Lorlatinib is highly effective in overcoming ALK mutants, such as I1171N and V1180L, which cause acquired resistance to alectinib9. Indeed, lorlatinib suppresses cell growth and induced apoptosis in alectinib acquired resistance PDCs, MCC003 cells, which harbor the I1171N mutation. In contrast; the MCC003 cell remains after a high concentration of lorlatinib treatment. In addition, ALK-I1171N secondary mutation-mediated alectinib-resistant cells, which are thought to be sensitive to lorlatinib, show a similar persister phenotype like the residual cells and are further sensitized to lorlatinib by GSK3 co-inhibition. Thus, further investigation using acquired resistant models with ALK mutations may reveal that inhibition of GSK3 is effective against acquired resistance in an ALK-dependent manner.
Src family kinases, especially Src, and EGFR are key players in mechanisms underlying acquired resistance to ALK-TKIs, including lorlatinib19,28,34–37. Dual inhibition of Src family kinases and EGFR combined with lorlatinib might be an effective strategy for overcoming acquired resistance to ALK-TKIs, including lorlatinib.
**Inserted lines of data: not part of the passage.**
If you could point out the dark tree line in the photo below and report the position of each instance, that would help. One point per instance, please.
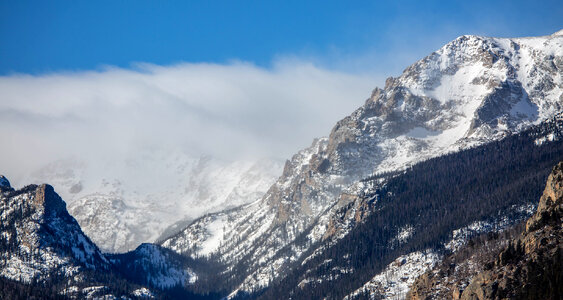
(435, 197)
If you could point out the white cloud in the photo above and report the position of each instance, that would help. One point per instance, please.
(231, 111)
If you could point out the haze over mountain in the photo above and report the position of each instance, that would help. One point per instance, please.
(456, 146)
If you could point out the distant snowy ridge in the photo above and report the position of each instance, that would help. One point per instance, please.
(471, 91)
(121, 209)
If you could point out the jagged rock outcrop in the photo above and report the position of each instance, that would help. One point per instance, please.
(42, 245)
(529, 267)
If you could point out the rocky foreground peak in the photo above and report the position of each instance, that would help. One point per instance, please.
(550, 208)
(529, 267)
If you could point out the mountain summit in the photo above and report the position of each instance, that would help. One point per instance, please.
(471, 91)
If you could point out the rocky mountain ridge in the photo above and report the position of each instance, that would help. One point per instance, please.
(119, 209)
(528, 267)
(43, 245)
(471, 91)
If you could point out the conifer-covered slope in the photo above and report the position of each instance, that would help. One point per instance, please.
(472, 91)
(528, 266)
(425, 212)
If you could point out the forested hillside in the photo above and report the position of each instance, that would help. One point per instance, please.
(487, 183)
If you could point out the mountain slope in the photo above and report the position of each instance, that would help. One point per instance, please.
(472, 91)
(43, 247)
(121, 204)
(529, 266)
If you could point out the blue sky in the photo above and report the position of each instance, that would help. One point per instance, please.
(41, 37)
(230, 79)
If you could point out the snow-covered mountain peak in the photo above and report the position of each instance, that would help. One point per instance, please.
(471, 91)
(558, 33)
(121, 203)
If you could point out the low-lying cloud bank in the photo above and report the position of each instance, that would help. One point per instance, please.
(232, 111)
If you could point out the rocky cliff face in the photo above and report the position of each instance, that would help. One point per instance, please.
(472, 90)
(120, 209)
(528, 267)
(41, 244)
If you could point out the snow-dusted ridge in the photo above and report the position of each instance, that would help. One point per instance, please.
(469, 92)
(120, 209)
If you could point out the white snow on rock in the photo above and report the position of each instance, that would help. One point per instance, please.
(395, 280)
(471, 91)
(119, 209)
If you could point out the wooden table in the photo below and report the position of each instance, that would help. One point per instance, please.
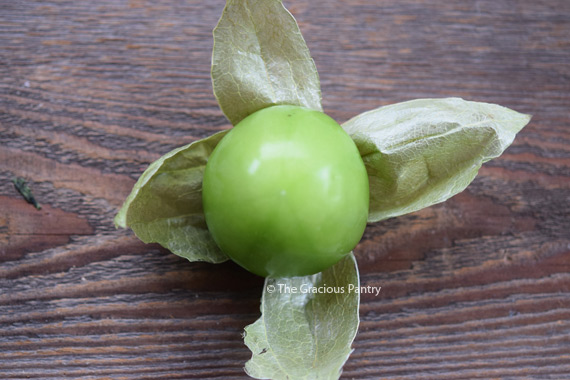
(92, 91)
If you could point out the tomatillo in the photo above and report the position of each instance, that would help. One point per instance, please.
(285, 192)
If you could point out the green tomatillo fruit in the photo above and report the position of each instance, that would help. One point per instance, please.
(285, 192)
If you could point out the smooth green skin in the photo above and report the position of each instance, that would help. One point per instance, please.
(285, 192)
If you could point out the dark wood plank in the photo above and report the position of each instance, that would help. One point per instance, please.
(91, 92)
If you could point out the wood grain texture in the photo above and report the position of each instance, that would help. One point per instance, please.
(91, 92)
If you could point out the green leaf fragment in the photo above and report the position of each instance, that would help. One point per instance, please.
(260, 59)
(23, 188)
(165, 205)
(301, 334)
(422, 152)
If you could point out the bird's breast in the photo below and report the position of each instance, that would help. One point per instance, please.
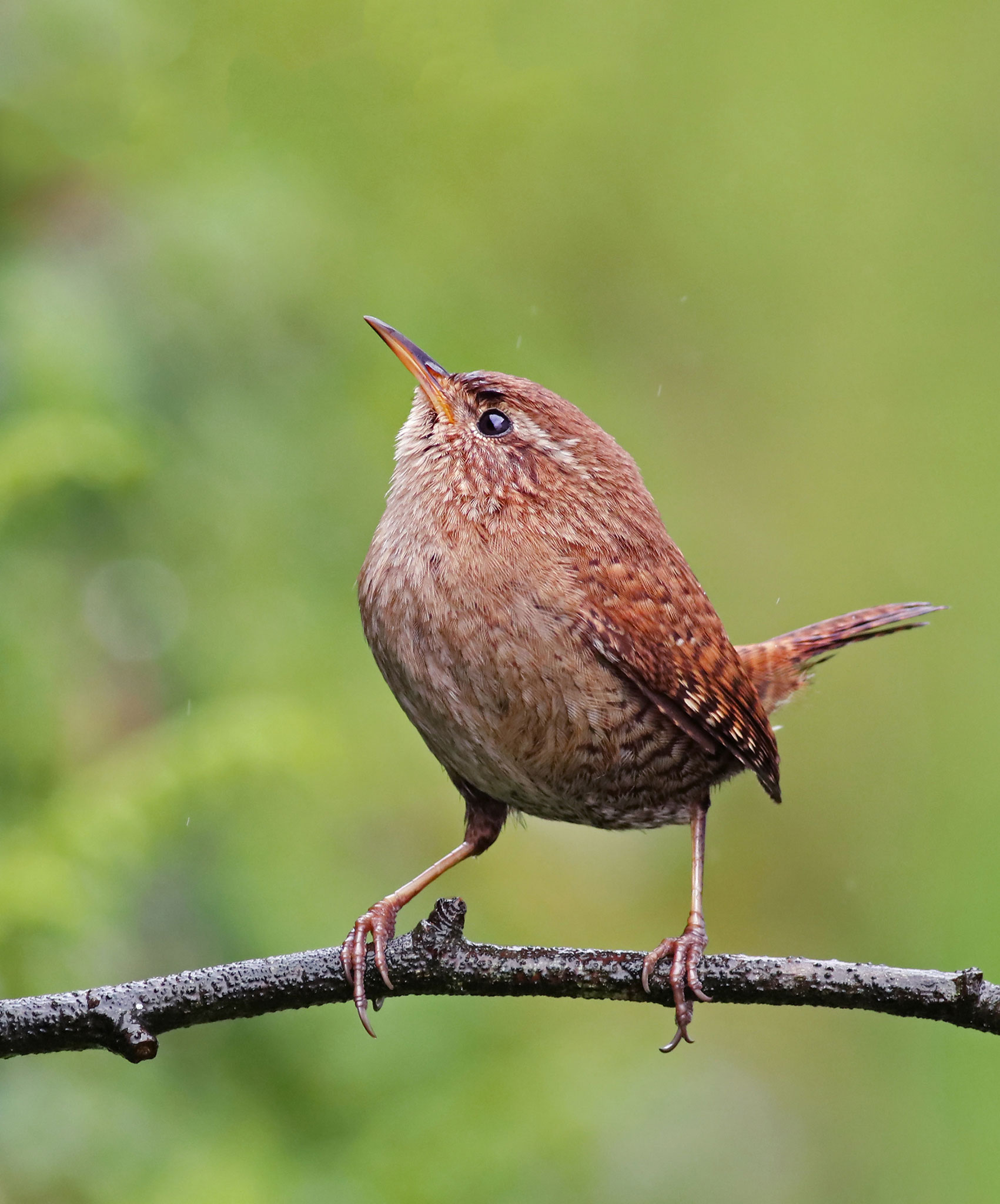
(480, 642)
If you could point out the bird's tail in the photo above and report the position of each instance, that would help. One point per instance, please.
(781, 666)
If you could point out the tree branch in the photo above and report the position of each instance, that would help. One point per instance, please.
(434, 959)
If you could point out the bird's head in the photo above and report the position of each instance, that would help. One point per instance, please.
(485, 442)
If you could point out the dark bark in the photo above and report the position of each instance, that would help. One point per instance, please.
(434, 959)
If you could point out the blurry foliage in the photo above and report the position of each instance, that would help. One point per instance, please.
(760, 245)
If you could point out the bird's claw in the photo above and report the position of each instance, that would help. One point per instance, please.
(379, 921)
(685, 952)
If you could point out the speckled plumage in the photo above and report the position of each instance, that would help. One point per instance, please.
(540, 626)
(551, 644)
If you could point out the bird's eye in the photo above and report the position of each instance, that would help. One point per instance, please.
(494, 423)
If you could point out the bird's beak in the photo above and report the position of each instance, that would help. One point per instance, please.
(431, 374)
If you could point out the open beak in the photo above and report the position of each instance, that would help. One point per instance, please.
(430, 374)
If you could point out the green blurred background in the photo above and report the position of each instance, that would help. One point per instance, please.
(760, 245)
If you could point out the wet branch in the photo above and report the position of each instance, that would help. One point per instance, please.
(436, 959)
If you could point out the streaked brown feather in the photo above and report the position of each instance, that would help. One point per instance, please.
(649, 617)
(781, 666)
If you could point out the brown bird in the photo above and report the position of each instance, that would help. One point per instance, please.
(550, 643)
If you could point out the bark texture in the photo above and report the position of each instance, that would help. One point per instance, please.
(436, 959)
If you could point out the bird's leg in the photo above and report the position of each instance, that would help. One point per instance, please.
(685, 951)
(484, 820)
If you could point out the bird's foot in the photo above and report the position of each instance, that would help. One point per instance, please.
(380, 922)
(685, 952)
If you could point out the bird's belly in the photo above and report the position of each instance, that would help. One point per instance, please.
(526, 713)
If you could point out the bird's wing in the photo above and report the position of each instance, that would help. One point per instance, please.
(651, 619)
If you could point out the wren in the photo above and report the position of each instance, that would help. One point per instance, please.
(550, 643)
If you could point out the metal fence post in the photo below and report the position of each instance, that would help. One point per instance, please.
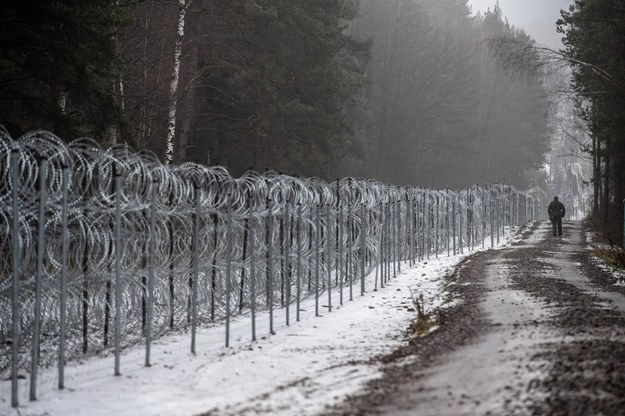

In particular, the Src family kinase inhibitor dasatinib significantly demonstrates growth suppression in lorlatinib intermediate resistant cells and acquired resistant cells, suggesting that Src family kinases are also core molecules involved in the survival of lorlatinib intermediate resistant cells and acquired resistant cells, the same as GSK3. Indeed, Src and EGFR have crosstalk by activating each other38–40, and Src is reported to phosphorylate and activate GSK3 directly41. In this study, a single knockdown of GSK3 and Src partially restored the sensitivity of lorlatinib. In addition, LY2090314 and dasatinib combined with lorlatinib suppressed the phosphorylation of GS, which was not completely reduced by lorlatinib monotherapy in lorlatinib intermediate resistant cells and the acquired resistant cells. These results suggested that GSK3 and Src might have crosstalk and share the same downstream signals. However, our result also indicated that dependency on GSK3 and Src is different across resistant cells. Thus, in the future, it is needed to clarify molecular markers able to identify which targets are most beneficial targets in each cell to completely suppress the growth of both lorlatinib intermediate resistant cells and cells with acquired resistance to ALK-TKIs.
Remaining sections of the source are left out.